An interesting bit of info has surfaced on the Bilibili forums. According to a reputed tipster (金猪升级包), Intel’s 15th Gen Arrow Lake processors will make scant use of the advanced 20A node, relying on TSMC’s 3nm (N3P?) for most CPU compute tiles. He alleges that the 20A process will only be used for the midrange Arrow Lake-S CPU tile with 6+8 cores (6 “Lion Cove” P-cores and 8 “Skymont” E-cores). The higher-end 8P + 16E CPU tile will reportedly be fabbed on a TSMC process.

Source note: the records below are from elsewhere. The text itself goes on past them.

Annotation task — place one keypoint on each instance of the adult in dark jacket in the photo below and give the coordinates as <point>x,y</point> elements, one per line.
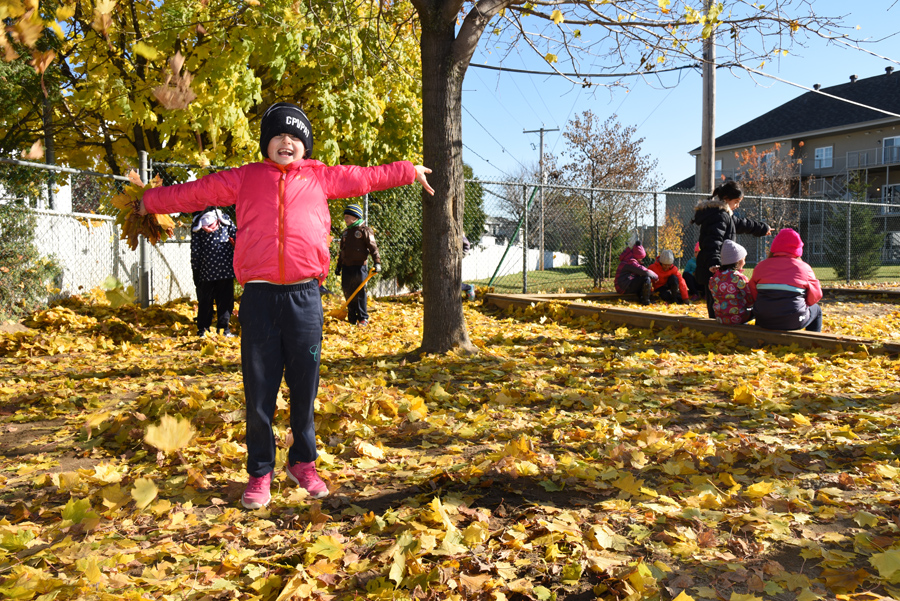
<point>212,259</point>
<point>357,243</point>
<point>715,216</point>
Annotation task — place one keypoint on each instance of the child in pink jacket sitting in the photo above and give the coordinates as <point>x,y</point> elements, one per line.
<point>281,256</point>
<point>785,288</point>
<point>669,284</point>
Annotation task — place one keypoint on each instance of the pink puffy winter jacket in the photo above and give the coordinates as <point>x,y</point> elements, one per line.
<point>282,211</point>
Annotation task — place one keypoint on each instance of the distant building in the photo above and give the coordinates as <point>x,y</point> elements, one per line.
<point>840,140</point>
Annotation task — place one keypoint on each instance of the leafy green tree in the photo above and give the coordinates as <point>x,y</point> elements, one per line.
<point>853,240</point>
<point>188,81</point>
<point>607,156</point>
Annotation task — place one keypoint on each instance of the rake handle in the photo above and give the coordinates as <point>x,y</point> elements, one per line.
<point>358,288</point>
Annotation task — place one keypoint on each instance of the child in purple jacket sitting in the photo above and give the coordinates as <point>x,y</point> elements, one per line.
<point>632,277</point>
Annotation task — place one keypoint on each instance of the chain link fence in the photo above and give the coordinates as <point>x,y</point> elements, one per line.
<point>572,236</point>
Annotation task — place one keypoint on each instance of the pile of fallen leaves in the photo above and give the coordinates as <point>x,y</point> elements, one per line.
<point>133,225</point>
<point>569,459</point>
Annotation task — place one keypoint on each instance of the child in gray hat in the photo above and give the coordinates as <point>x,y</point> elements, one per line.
<point>730,288</point>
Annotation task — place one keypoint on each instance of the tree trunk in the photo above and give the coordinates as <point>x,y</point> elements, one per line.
<point>444,327</point>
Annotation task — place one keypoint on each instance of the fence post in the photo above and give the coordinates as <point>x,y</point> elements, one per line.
<point>656,223</point>
<point>849,230</point>
<point>525,241</point>
<point>143,264</point>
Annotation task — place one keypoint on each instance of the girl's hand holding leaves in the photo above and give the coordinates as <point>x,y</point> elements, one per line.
<point>136,222</point>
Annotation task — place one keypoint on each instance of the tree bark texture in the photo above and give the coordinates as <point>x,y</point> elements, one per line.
<point>444,326</point>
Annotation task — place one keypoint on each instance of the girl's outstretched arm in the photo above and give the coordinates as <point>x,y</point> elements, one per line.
<point>420,177</point>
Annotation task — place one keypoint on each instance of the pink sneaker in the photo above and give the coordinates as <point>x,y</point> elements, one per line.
<point>257,494</point>
<point>305,475</point>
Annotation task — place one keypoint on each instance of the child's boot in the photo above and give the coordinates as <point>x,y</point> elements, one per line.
<point>305,476</point>
<point>257,493</point>
<point>646,291</point>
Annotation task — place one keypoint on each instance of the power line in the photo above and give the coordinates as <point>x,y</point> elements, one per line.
<point>630,74</point>
<point>499,101</point>
<point>493,138</point>
<point>487,161</point>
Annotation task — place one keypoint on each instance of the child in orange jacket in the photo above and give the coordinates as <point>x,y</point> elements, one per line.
<point>670,285</point>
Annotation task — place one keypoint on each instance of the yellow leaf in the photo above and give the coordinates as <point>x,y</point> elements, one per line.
<point>800,420</point>
<point>807,595</point>
<point>743,394</point>
<point>738,597</point>
<point>144,492</point>
<point>475,534</point>
<point>629,484</point>
<point>89,568</point>
<point>887,563</point>
<point>35,152</point>
<point>170,435</point>
<point>327,546</point>
<point>759,489</point>
<point>146,50</point>
<point>864,518</point>
<point>367,449</point>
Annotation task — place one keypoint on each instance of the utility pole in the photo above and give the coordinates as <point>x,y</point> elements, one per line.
<point>707,174</point>
<point>541,251</point>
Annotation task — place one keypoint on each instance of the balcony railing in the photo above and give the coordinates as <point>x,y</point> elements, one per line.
<point>857,159</point>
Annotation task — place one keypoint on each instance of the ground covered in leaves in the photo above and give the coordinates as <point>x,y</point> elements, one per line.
<point>569,459</point>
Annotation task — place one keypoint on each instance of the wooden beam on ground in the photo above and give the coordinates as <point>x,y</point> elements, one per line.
<point>641,317</point>
<point>892,294</point>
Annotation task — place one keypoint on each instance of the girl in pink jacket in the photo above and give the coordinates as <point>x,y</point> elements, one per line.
<point>280,257</point>
<point>785,288</point>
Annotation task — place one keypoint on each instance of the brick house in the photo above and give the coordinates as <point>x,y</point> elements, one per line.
<point>840,140</point>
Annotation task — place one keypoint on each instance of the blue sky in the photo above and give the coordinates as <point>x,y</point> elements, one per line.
<point>497,107</point>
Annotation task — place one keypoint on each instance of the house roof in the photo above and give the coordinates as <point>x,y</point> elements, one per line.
<point>685,184</point>
<point>815,112</point>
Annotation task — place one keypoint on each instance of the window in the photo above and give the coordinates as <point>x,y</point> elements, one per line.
<point>766,161</point>
<point>824,157</point>
<point>890,195</point>
<point>891,150</point>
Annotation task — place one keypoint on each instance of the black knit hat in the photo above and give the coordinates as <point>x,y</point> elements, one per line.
<point>285,118</point>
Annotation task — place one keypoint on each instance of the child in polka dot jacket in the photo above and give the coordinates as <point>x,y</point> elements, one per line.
<point>730,288</point>
<point>212,255</point>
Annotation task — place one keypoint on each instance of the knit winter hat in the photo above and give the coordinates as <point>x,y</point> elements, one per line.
<point>788,241</point>
<point>285,118</point>
<point>732,252</point>
<point>353,210</point>
<point>638,251</point>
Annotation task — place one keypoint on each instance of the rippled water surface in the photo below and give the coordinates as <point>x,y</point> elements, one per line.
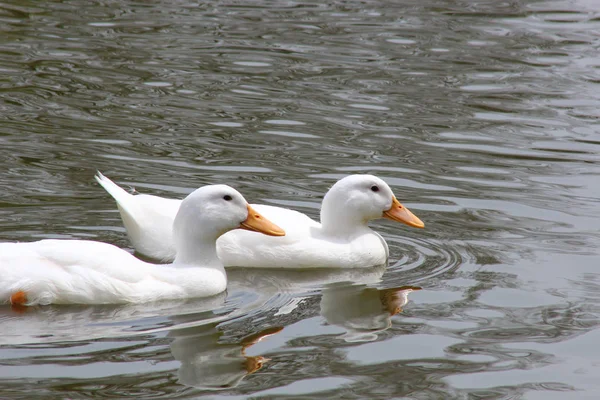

On the mobility side, all the CPU and iGPU tiles will be fabbed on a 3nm TSMC node. This isn’t certain, as Intel and AMD have continuously prioritized the notebook market. Not using your flagship manufacturing technology for your most important chips will be strange. The iGPU tile will be the same as the Core Ultra “Meteor Lake” CPUs. However, the Arrow Lake-S desktop platform will only get the 4 Xe Core variant (512 ALUs), leaving the 7 Xe Core iGPU (896 ALUs) for notebooks.
Arrow Lake will allegedly drop the LP E-cores (E cores on the SoC die), which makes sense as ultra-low-power efficiency isn’t a priority on desktop PCs. Only DDR5 will be supported, while the NPU will be retained (likely the same as Meteor Lake).
The 15th Gen Arrow Lake processors will likely be called the Core Ultra 2 series processors. However, until there’s an official announcement from Intel for better discoverability, we’ll continue to use the existing title.